The researchers found that, when the participants watched the first video, they rated it 5 out of 5 as good.
But when the videos were watched with the webcam and microphone on, the ratings were even better, with a score of 10 out of 10.
“If we were to have a person view these videos with their webcam and the microphone on and we wanted to see what they think, we would be much more likely to say, ‘Oh, this is the best,’ or ‘This is the worst,'” says Leibowitz.
This is because, he says, the videos make us feel more confident in ourselves, and thus feel like we can relate to others, and they also make us less anxious, which makes us more inclined to feel good about ourselves.
Leiberowitz says that this finding is very similar to what he’s seen with online dating, where the first date with a prospective partner can be a good indicator of whether a person’s in love.
“In the dating world, people can have their first date and then the relationship goes downhill,” he says.

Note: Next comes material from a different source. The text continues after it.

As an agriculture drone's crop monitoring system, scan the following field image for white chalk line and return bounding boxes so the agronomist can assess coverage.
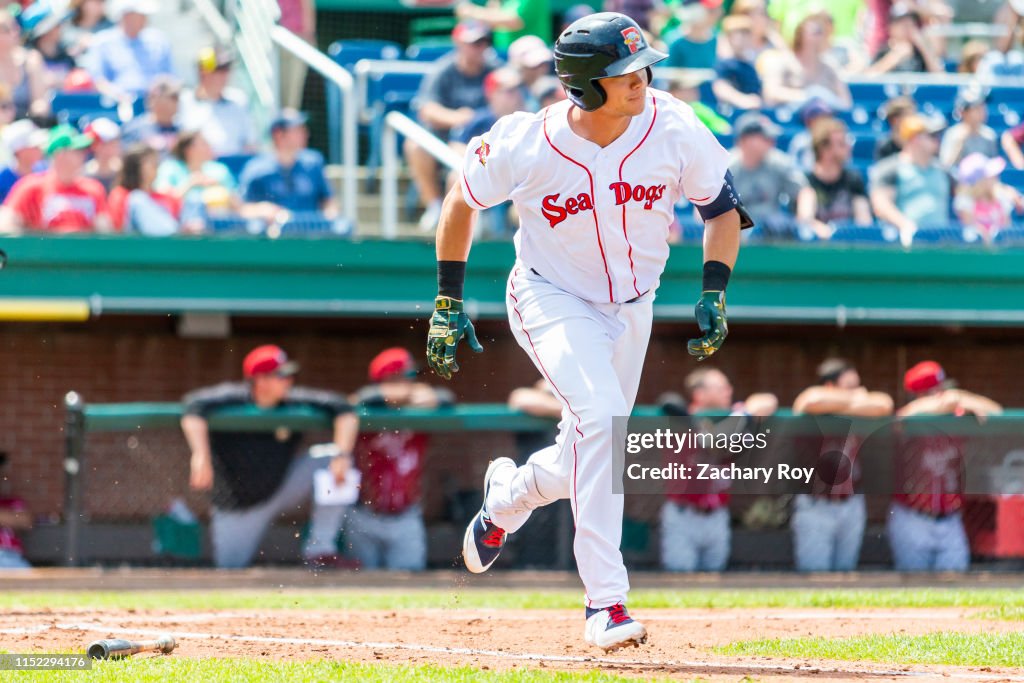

Leberowitz and colleagues believe that people are motivated to keep themselves in good shape, and are particularly drawn to images of attractive, well-dressed, healthy individuals, such as a fitness model or a professional athlete.
So why do we need to tag others on social media, even if we’re trying to keep ourselves healthy?
“It’s because we’re looking for the perfect match,” Leibott says.
“We’re looking at a photo of an attractive person who is fit and healthy.
We’re looking through a mirror and seeing ourselves in that person.”
But this doesn’t mean that we should tag people who don’t meet our criteria for beauty and fitness.
“The beauty and the fitness aren’t necessarily the same thing,” says Leiberitz.
“A fitness model who looks healthy isn’t necessarily a good match for someone who’s just looking to look healthy.”
To test this idea, the researchers used a different approach to the same video, this time, they were told to see a different video, one that had been edited to have people posing for a group photo.
Participants rated the quality of the photo, and the quality was also rated.
Then, they watched a different version of the same set of videos, this one without the group photo, that included an identical group photo and one that included one with the group image.
Participants who had rated the photo as being better rated the video as being worse, and those who had said it was better rated it as being equally good.
Leibeitz and his team also showed that people rated the photos on average as being 10 percent better than the photos without the image, even after controlling for attractiveness.
“I think people are really looking for that perfect match, and this suggests that the quality is the important variable, rather than the attractiveness,” Leiberott says, adding that the photos of healthy people can be viewed as more attractive than those of unattractive people, because the quality can tell us a lot about a person.
“People want a good fit and good fit means healthy, and healthy means attractive,” he adds.
“And if you have a fit and attractive person, they will want to get fit, because they feel good.
The quality is what is important, not the attractiveness.”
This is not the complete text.